«Vai a lavorare, lazzarone». Non è un insulto da bar né il grido di un facchino esasperato. È la risposta glaciale con cui Flavio Cattaneo, ceo del gruppo Enel, ieri ha asfaltato Carlo Calenda, eterno ex ministro, ex alleato di chiunque, ex speranza liberal e attuale polemista seriale della scena pubblica. L'ultimo show del leader di Azione è andato in scena ieri al Forum Coldiretti, dove Calenda si è scagliato contro Enel e il suo ceo, accusando l'azienda di fare «il 42% di utile come Hermes» grazie alle bollette degli italiani. E, sparando numeri a caso, giù bordate: bonus milionari, nessun rischio d'impresa, perfino l'offesa a Cattaneo di essere un cafone e di aver fatto quasi fallire Tim.
Ora, serve davvero una pazienza zen per reggere il fiume in piena delle semplificazioni di Calenda, peraltro non nuovo su queste scene. Ma Cattaneo non è tipo da incassare in silenzio. La replica immediata è chirurgica: «Io ho da lavorare, purtroppo. Ognuno ha il suo. Vai a lavorare, lazzarone». E subito dopo, con una precisione che smonta ogni millanteria, ricorda che non prende alcun bonus sulla distribuzione, che Enel non fa il 40% degli utili sui ricavi, e che sotto la sua guida il gruppo Tim ha registrato i migliori bilanci degli ultimi vent'anni. Ma la vera staffilata arriva quando Cattaneo annuncia una causa milionaria contro Calenda: se il senatore perderà e i numeri sono contro di lui i soldi del risarcimento saranno usati per abbassare le bollette degli italiani.

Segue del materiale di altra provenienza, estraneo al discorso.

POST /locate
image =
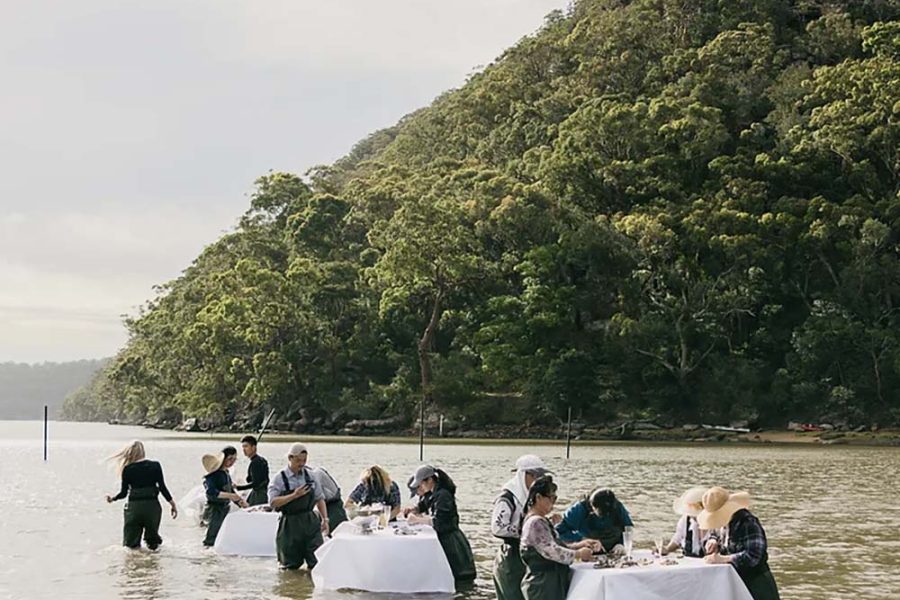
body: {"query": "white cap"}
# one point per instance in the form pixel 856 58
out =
pixel 531 464
pixel 297 449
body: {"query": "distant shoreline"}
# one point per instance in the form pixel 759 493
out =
pixel 765 437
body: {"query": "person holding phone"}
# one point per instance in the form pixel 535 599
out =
pixel 294 492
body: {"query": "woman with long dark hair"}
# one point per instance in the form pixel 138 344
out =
pixel 547 560
pixel 743 545
pixel 142 482
pixel 440 512
pixel 375 487
pixel 598 516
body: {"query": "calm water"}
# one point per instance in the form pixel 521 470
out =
pixel 830 512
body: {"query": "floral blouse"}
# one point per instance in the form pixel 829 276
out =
pixel 539 533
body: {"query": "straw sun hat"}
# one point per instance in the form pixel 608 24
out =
pixel 719 505
pixel 690 502
pixel 213 462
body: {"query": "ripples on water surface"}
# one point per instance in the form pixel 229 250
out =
pixel 830 512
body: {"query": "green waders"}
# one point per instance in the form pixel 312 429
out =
pixel 214 515
pixel 299 531
pixel 142 516
pixel 509 570
pixel 760 582
pixel 336 513
pixel 544 579
pixel 459 554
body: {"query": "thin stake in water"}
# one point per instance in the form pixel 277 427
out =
pixel 45 433
pixel 265 424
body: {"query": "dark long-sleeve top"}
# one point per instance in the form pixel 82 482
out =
pixel 257 475
pixel 442 508
pixel 215 482
pixel 143 474
pixel 745 541
pixel 364 495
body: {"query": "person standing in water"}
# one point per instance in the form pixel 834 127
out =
pixel 547 559
pixel 331 491
pixel 219 492
pixel 744 546
pixel 294 493
pixel 440 513
pixel 506 524
pixel 142 482
pixel 257 473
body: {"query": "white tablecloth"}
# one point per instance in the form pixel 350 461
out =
pixel 691 579
pixel 383 562
pixel 248 533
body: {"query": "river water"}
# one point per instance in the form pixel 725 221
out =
pixel 831 513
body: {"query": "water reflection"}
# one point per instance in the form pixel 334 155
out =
pixel 139 574
pixel 829 512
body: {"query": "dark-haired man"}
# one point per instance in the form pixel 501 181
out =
pixel 257 473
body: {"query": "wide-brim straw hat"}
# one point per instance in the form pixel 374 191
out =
pixel 719 505
pixel 682 504
pixel 213 462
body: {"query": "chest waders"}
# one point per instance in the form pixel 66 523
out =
pixel 544 579
pixel 509 570
pixel 299 530
pixel 142 516
pixel 214 515
pixel 759 580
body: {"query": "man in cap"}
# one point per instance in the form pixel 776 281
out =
pixel 257 473
pixel 294 492
pixel 219 492
pixel 506 524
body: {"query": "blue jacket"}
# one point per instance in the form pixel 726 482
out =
pixel 580 522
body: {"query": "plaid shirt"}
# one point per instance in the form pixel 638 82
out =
pixel 745 541
pixel 364 495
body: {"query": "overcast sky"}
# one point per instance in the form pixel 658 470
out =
pixel 131 132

Ecco: in quel momento, anche le parole diventano fatti. Cosa che a Calenda non capita spesso. E già che si parla di chi «stava per far saltare una società», sarebbe il caso di rinfrescare la memoria a Calenda. Quando sedeva nel cda di Italo, non fece nulla sì, lui, il paladino dell'efficienza per impedire operazioni che rischiavano di affossare la società. Poi arrivò Cattaneo, che prese in mano le redini dell'azienda e la trasformò in uno dei casi di maggior successo nel trasporto italiano.

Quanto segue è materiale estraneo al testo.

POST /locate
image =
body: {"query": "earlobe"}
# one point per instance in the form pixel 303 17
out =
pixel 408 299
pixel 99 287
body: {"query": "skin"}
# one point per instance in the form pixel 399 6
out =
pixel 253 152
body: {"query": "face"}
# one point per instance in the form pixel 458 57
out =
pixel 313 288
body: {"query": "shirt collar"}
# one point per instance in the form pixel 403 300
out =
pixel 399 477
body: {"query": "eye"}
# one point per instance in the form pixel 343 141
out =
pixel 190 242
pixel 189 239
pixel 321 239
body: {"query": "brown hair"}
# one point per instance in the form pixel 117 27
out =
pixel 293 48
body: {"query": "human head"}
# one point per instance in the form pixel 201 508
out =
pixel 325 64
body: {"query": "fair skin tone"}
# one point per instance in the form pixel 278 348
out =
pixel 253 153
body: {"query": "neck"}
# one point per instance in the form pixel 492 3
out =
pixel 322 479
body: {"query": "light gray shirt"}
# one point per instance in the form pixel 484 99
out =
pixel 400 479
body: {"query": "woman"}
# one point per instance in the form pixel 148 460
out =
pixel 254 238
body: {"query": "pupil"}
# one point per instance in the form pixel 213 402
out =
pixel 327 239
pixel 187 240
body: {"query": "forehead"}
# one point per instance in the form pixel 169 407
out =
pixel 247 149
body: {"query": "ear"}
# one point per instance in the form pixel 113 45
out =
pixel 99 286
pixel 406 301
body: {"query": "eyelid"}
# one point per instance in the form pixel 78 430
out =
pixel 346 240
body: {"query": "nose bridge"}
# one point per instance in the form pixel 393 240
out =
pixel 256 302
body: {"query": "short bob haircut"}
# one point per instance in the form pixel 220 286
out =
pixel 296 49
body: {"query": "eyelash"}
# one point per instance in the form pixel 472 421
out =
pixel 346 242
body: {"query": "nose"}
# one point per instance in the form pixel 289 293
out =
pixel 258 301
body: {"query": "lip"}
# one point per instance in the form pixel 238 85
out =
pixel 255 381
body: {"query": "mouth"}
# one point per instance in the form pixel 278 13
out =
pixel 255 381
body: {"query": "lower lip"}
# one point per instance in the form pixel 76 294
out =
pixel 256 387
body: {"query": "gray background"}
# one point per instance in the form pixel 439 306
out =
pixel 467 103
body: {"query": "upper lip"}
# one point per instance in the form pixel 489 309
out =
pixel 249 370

Un dettaglio, certo. Ma i fatti, a differenza dei tweet, restano. D'altronde, Calenda vive in una comfort zone fatta di dichiarazioni muscolari, attacchi a effetto, crociate contro tutto e tutti. Un giorno è contro Meloni, il giorno dopo insulta Renzi, il terzo spara su Draghi o contro chiunque osi lavorare e produrre utili. La coerenza? Optional. Il realismo? Irreperibile. E così eccoci all'ennesima farsa. Calenda che accusa, si autoassolve, e sempre si presenta come l'unico uomo onesto della politica italiana. Peccato che il Paese intanto vada avanti grazie a chi lavora davvero. E ottiene risultati.

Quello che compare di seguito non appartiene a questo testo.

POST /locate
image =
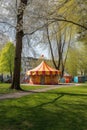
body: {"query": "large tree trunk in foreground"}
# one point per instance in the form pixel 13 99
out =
pixel 19 37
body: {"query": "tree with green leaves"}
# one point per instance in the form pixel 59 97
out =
pixel 7 59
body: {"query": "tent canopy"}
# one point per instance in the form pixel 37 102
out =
pixel 43 69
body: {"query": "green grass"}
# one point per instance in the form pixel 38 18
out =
pixel 4 88
pixel 60 109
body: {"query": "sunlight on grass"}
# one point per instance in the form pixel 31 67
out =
pixel 60 109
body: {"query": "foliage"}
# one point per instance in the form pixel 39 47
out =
pixel 77 60
pixel 7 58
pixel 60 109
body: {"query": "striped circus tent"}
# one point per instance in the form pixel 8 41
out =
pixel 43 74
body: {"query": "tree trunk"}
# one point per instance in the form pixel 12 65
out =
pixel 19 37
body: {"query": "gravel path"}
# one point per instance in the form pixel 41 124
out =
pixel 21 93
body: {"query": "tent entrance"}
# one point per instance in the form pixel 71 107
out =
pixel 42 79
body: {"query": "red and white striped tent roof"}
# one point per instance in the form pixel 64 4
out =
pixel 43 69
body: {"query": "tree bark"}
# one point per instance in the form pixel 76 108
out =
pixel 18 50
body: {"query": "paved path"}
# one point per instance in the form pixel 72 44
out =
pixel 21 93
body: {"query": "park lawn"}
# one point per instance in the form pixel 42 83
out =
pixel 4 88
pixel 59 109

Il problema di Calenda non è solo la lingua più veloce del pensiero. È che, in fondo, non ha mai saputo scegliere se essere un tecnico o un tribuno, un manager o un urlatore, un riformista o un incendiario. Nel dubbio, resta incagliato nel ruolo di commentatore seriale. Con un partito personale, un ego smisurato e un curriculum che, a dispetto delle sue stesse narrazioni, non regge il confronto con nessuno dei suoi bersagli.